We sat in a clearing in the woods where Briar had arranged a circle of white stones on the mossy ground just as I’d taught her. Naeve and Lura stood off to the side, anxiously watching as Briar placed her molar in a bowl. She’d pulled it herself earlier in the week in preparation. Another would grow back, but bone was hard to grow back. Even for sovereigns.

She was tough as nails now and I admired the hell out of her for it.

Briar crushed her tooth into a stone bowl until it was gritty powder.

“Now, the blood?” she said, looking up at me for guidance.

I nodded, watching but not intervening. Creating something from your soul was not a simple thing. It was deeply personal and sometimes difficult and came with risks. Risks I was certain Briar could handle.

She’d become so strong. Months of reading, learning to fly with her new wings, feeding our lust-filled escapades, and learning about our world had built an entirely new woman and I loved her all the same.

Briar brought the tip of a small dagger to her palm and made a straight, slow incision across her skin, barely even wincing. Then she squeezed the blood over her crushed tooth and from a little vial she had tucked in her coat pocket, she poured a few drops of tears into the mix.

I was there when she collected them. She was so enamored by the waterfall down the mountain that she wept. She’d been drifting further and further away from the restraints Southminster had burdened her with and she was allowing herself to feel more and more. Her emotions often overwhelmed her, but she was learning to control them rather than suppress them. It was a process I was more than happy to be a part of.
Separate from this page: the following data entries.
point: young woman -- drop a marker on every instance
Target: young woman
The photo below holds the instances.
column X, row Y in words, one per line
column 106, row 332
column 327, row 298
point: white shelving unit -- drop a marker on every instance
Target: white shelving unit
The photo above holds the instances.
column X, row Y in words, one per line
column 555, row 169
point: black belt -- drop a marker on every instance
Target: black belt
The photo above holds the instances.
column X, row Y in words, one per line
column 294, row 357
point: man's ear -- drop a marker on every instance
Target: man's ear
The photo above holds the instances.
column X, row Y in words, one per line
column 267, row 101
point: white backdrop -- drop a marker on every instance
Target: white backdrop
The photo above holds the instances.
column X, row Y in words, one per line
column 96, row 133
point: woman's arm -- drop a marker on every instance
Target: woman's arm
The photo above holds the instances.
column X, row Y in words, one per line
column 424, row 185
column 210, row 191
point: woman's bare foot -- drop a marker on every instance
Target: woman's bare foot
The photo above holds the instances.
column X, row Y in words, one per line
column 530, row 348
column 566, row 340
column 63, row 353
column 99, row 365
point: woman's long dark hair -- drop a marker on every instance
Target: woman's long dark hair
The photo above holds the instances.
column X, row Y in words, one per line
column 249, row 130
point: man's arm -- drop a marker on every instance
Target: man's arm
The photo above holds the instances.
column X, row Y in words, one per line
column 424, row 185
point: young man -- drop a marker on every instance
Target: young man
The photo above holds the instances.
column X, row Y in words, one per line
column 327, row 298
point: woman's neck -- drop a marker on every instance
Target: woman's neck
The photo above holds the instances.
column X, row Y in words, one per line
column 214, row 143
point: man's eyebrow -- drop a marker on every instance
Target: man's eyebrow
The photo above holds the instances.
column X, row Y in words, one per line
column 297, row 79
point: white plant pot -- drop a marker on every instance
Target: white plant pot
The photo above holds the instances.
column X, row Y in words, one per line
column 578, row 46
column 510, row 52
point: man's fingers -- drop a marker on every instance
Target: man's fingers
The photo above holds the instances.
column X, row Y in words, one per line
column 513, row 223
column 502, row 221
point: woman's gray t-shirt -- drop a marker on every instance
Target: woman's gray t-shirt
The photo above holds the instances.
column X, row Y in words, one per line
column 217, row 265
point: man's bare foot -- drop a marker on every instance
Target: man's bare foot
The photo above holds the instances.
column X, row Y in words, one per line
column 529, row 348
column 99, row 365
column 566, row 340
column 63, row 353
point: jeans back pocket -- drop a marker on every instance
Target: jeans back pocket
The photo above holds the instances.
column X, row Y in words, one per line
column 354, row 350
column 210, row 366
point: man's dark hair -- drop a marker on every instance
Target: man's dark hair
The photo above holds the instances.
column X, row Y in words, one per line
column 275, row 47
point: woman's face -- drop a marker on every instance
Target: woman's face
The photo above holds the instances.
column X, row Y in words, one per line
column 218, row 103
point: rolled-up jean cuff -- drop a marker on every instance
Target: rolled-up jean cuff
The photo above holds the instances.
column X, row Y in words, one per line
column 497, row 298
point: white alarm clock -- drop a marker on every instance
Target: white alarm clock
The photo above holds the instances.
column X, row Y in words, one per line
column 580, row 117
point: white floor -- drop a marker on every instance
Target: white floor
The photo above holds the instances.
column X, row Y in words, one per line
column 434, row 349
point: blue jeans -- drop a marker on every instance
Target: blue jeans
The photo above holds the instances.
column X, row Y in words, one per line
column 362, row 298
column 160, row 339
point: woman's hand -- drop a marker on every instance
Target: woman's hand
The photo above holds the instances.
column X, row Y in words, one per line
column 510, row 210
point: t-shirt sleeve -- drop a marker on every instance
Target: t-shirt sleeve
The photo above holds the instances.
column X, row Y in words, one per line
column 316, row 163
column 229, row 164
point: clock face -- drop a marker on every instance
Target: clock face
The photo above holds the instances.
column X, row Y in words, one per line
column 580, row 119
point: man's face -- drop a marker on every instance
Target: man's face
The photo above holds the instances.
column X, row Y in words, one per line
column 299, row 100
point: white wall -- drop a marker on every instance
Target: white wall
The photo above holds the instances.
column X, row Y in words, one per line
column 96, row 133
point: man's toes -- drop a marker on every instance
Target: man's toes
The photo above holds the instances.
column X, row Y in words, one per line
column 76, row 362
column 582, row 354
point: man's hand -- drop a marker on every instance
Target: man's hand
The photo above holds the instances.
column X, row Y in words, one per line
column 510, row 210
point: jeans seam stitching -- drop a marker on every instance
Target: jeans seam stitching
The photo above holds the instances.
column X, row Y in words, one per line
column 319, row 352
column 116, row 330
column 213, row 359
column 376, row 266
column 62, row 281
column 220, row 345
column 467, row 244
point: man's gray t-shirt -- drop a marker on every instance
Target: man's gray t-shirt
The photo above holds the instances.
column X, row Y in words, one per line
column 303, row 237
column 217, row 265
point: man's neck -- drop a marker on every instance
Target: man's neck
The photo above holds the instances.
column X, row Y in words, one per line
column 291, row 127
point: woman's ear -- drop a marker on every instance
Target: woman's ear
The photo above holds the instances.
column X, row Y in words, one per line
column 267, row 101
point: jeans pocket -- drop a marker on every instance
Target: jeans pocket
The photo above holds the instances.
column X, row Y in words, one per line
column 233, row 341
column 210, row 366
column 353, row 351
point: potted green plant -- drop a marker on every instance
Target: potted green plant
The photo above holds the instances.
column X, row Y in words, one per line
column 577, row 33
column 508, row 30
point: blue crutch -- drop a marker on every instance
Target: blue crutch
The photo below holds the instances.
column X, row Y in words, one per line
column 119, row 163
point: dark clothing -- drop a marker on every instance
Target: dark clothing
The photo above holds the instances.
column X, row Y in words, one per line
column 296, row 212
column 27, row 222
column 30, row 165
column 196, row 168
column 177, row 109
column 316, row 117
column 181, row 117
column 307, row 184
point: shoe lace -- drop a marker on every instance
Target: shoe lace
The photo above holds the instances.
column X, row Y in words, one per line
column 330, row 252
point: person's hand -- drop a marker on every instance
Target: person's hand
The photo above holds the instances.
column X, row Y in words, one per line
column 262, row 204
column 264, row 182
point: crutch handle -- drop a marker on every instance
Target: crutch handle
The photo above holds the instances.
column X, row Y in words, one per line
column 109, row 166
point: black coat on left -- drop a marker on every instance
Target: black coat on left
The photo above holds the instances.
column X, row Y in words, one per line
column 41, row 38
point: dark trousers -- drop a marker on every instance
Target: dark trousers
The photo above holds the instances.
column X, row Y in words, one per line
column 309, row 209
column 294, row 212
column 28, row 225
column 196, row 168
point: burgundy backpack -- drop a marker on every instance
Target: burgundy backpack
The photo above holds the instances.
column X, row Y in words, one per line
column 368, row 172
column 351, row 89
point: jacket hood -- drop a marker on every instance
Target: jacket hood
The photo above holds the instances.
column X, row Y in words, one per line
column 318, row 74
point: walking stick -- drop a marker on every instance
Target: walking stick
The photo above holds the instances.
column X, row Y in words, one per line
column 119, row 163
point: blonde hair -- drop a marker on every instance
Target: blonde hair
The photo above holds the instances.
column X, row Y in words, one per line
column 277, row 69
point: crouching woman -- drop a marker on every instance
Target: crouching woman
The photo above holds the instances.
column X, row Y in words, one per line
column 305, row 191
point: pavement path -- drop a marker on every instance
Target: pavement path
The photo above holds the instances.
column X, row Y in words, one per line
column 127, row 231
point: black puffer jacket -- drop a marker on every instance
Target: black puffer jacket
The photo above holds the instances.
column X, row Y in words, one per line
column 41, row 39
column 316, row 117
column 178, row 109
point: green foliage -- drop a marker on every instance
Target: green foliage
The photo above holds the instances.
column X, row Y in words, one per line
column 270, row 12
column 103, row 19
“Alright,” she sighed, carefully sliding the bowl into the middle of the stone circle.

“You remember the words?”

“Yes.” Taking a deep breath, Briar stood, eyes fixed on the bowl.

“The familiar will take physical form from the contents in that bowl, but speaking the words will give it a mind.”

Briar nodded and took a few more breaths, letting them out slowly the way she did when she was about to take flight. Then she closed her eyes and began to speak words from the old tongue exactly the way I’d taught her. And ever since the idea of getting a familiar occurred to her, she’d been buried in books of sovereign history and how the realms worked. And with that came her interest in the old language.

So when she spoke the incantation, she did it with more heart than I had. She felt the words and she poured them into her creation, one trickle at a time. Her accent was pure and her intentions were even more so.

In the middle of the circle, the stone bowl was smoking and filled the clearing with the scent of rain and orange peel. It was an odd scent, but distinctive… which meant something was forming. Something that would be a part of Briar and its own entity all at once.